Den nächsten Tag lassen wir ziemlich müde mit planlosem Bummeln verstreichen. Die Monumente der Stadt - sie stammen aus der Blütezeit der Newari-Königreiche im 17. Jahrhundert - sind grandios und liefern einen faszinierenden Hintergrund zum Leben von heute, das immer noch den gleichen Gesetzen folgt. Die Reste des Schlachtfestes der vergangenen Nacht sind noch überall zu sehen: Gruppen von Männern nehmen auf den Plätzen die Büffel aus, schneiden die Bäuche auf, entfernen, Lunge, Herz, Gedärme und Leber, während das Hirn, das Prunkstück, fein säuberlich auf einer silbernen Platte zur Schau gesellt wird. Immerhin ist alles so frisch, dass es nicht stinkt, und Tim bekommt einen erstklassigen Live-NMM-Unterricht zum Thema Büffel-Anatomie. Er nimmt’s locker, selbst vor dem Morgenessen.
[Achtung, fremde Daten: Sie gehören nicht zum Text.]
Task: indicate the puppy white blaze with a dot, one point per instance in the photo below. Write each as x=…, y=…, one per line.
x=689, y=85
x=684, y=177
Noch mehr Interesse zeigt Tim allerdings für die Drachen, die die Kinder zu Dassain steigen lassen. Es geht darum, den anderen Drachen mit geschickten Manövern die Schnur zu durchtrennen und diese abzuschiessen, wie im Film “Kite Runner”, der allerdings in Kabul spielt. Wir kaufen Spule und zwei Drachen, gehen auf den Durbar Square. Kinder wirbeln über den Platz wie Papierfetzen, die vom Wind getrieben werden. Sie ziehen an Schnüren, drehen an Spulen, doch leider sieht das ganze wie immer einfacher aus, als es ist. Je nachdem, wie weit man die Stange dreht, die durch die Bambussspule führt, lässt sich Schnur ablassen - oder die ganze Sache ist blockiert. Aber schon bald ist Tim von einheimischen Kindern und Jugendlichen umringt, die ihm zeigen, wie man geschickt mit dem Drachen umgeht. Tim schiesst einen Drachen ab - und verliert einen. Das reicht, wir haben nur zwei Drachen, und den letzten will er unbedingt noch in die Berge mitnehmen.